This isnt intended to be political, though politics clearly play a role in some of the challenges mentioned. I saw an article that focuses on the challenges of nursing in MS right now and thought some here may find it interesting. A similar story is playing out in hospitals across the country, but it appears some of the challenges mentioned are unique to MS.
https://www.nytimes.com/2022/01/23/health/covid-mississippi-nurses.html Its a paywall, but if you stop the page from loading, you can read the full article. Sometimes it takes a few refresh and stop attempts. Main points are below. Bold is me.
https://www.nytimes.com/2022/01/23/health/covid-mississippi-nurses.html Its a paywall, but if you stop the page from loading, you can read the full article. Sometimes it takes a few refresh and stop attempts. Main points are below. Bold is me.
“We have staff members dropping like flies from Covid so there was no way I was going to leave her on the side of the road,” Ms. Sison said a few hours later as she walked the corridors of her 350-bed hospital, which has been steadily filling with Covid patients after a monthslong lull.
On Sunday, 106 coronavirus patients were being treated at Singing River Health System, a county-owned network of three small hospitals along the Gulf Coast of Mississippi, up from a dozen or so patients at the beginning of the month. With 40 percent of all Covid-19 tests in Pascagoula coming back positive and about 100 hospital employees out sick, Ms. Sison was trying not to think about what the coming days would bring.
At Pascagoula Hospital, the city’s only acute-care health facility, a wave of departures has left 80 unfilled openings for registered nurses, forcing administrators to mothball a third of its beds. By the end of last week, every remaining bed was full, prompting an alarming systemwide backup.
The nation’s frontline medical workers were running on fumes even before the arrival of Omicron. Successive waves of illness and death have left them exhausted and numb; nearly one in five have left the profession over the past two years. And they are angry — at the patients who refuse to get vaccinated, at the hospital executives who won’t spend the money needed to maintain safe nurse-to-patient ratios, and at the political leaders who call them “health care heroes” while opposing mask and vaccine mandates that might blunt the tsunami of new infections.Continue reading the main storyThe labor shortage has been especially brutal for the small, nonprofit safety-net hospitals like Singing River where millions of Americans seek care. Financially fragile even before the pandemic, they have been unable to match the lofty salaries dangled by travel nurse agencies and large health systems, further accelerating the personnel drain that threatens their ability to provide quality care. Travel nurses can make more than $200 an hour, far more than the $30 earned by most staff nurses in Mississippi.

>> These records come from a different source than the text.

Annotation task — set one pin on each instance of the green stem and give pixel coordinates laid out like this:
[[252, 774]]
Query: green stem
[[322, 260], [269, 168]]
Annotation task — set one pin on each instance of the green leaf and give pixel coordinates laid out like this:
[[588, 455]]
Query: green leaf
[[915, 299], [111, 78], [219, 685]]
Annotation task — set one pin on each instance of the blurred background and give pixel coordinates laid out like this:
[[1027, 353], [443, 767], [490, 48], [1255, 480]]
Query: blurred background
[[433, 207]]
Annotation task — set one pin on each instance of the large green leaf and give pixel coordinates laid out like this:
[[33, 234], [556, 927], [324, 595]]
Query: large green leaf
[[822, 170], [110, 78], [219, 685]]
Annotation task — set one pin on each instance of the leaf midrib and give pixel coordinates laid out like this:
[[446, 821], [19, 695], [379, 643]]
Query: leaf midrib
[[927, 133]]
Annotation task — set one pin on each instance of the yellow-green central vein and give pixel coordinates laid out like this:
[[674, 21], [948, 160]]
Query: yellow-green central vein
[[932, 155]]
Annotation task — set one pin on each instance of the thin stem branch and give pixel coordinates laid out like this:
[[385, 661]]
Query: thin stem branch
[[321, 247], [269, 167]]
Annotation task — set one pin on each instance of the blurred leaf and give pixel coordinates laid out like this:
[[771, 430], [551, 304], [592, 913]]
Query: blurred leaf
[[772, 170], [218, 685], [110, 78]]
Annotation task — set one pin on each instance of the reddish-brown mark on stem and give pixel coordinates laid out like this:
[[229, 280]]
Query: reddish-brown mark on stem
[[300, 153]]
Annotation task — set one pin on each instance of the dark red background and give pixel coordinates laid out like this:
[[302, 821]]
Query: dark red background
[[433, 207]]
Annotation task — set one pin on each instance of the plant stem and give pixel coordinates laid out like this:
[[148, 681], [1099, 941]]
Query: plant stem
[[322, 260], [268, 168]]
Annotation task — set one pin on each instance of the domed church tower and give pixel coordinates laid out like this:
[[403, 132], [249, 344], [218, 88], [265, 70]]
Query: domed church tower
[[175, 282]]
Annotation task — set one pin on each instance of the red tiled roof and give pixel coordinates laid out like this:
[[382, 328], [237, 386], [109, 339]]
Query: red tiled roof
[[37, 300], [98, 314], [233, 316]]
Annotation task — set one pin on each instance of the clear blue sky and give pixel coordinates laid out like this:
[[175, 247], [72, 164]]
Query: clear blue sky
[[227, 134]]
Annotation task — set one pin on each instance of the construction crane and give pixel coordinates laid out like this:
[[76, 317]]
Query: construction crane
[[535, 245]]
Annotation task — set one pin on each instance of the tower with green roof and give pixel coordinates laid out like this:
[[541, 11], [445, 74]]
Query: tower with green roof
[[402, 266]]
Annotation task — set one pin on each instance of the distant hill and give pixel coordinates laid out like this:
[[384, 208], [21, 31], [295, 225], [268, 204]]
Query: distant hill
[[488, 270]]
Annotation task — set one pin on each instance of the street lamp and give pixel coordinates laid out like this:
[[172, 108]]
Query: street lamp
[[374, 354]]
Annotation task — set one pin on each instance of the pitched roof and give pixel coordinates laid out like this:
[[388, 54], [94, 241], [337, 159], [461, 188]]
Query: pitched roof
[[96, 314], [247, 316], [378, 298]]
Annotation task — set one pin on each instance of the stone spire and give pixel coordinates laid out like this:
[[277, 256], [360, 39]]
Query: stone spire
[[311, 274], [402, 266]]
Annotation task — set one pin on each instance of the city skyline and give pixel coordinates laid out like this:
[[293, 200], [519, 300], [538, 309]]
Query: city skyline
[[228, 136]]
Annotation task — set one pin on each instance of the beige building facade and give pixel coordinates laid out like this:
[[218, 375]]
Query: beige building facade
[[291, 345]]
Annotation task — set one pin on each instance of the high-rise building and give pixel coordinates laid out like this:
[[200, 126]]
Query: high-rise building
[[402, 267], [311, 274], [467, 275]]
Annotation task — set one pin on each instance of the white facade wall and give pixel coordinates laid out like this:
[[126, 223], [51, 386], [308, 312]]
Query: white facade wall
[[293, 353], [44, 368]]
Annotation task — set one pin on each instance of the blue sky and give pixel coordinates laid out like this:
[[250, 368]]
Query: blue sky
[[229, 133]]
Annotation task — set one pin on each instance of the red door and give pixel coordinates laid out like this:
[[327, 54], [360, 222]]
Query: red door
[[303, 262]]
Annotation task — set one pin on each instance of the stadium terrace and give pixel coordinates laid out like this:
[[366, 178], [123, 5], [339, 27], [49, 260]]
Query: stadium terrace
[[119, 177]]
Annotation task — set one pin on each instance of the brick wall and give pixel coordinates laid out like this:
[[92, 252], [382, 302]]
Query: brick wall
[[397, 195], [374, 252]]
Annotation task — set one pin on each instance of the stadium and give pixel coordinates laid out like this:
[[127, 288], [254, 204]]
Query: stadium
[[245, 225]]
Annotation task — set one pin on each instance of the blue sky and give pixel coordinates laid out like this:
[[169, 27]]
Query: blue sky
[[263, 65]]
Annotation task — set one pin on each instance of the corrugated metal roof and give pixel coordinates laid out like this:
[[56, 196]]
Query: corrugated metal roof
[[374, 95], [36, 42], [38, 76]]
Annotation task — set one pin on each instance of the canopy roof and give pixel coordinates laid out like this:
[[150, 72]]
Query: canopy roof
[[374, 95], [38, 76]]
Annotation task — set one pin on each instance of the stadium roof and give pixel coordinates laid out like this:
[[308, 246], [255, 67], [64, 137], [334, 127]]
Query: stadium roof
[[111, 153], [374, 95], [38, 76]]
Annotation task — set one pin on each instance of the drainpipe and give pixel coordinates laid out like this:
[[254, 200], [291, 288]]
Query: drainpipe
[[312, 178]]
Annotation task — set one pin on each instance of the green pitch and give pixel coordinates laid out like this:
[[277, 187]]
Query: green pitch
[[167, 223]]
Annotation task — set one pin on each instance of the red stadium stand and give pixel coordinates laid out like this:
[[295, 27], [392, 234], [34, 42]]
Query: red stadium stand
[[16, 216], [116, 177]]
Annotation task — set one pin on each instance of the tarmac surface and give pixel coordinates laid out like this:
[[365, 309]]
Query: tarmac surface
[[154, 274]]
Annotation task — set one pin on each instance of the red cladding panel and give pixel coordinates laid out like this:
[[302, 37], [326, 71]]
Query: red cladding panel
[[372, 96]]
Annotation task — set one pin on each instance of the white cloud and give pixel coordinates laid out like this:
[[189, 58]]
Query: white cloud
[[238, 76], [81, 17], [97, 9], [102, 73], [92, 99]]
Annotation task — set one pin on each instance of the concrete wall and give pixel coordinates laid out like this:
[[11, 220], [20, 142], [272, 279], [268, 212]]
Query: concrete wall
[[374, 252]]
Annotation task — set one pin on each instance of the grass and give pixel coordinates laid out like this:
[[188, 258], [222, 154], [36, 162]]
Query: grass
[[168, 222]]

The labor shortage has been especially brutal for the small, nonprofit safety-net hospitals like Singing River where millions of Americans seek care. Financially fragile even before the pandemic, they have been unable to match the lofty salaries dangled by travel nurse agencies and large health systems, further accelerating the personnel drain that threatens their ability to provide quality care. Travel nurses can make more than $200 an hour, far more than the $30 earned by most staff nurses in Mississippi.
The financial strain has been exacerbated by the refusal of Mississippi and other southern states to embrace Medicaid expansion. For Mississippi, that would mean an additional $600 million in annual federal aid, according to the state economist, and an additional 11,000 new jobs each year, most of them in health care.
Gov. Tate Reeves and other Republican leaders who dominate the state’s government have also resisted calls to devote a significant portion of federal coronavirus relief aid for bonuses that could help stanch health care worker departures.
Kelly Cumbest, 45, a registered nurse who manages patient care in the E.R., said that in recent months he had received only one application for 24 openings in his department. “It’s not just Omicron that worries us,” he said. “What scares us is that we don’t have people to take care of heart attacks, strokes and car accidents, and that’s something the politicians and general public really don’t understand.”
For a while, a dogged loyalty to community went a long way in persuading many nurses to stay put, despite wages that are among the lowest in the country and the worrisome rates of vaccination. Just 46 percent of county residents are fully immunized.
That devotion began to dim during the calamitous Delta surge last summer, when administrators were, for the first time, forced to hire travel nurses.
The departures have had a pernicious knock-on effect, forcing the hospital to hire even more travel nurses and threatening its already precarious finances. On some days, nearly 80 percent of the nurses on some wards are on short-term contracts, hospital leaders say. As a result, Singing River has racked up $30 million in additional expenses during the pandemic, Mr. Bond, its chief executive, said.
He and other hospital officials have been pressing Mississippi state leaders to use a quarter of $1.8 billion in federal pandemic relief funds to provide $20,000 retention bonuses to nurses who agree to remain in the state for two years. Lawmakers have countered with a far less generous proposal that would fund bonuses of around $1,000.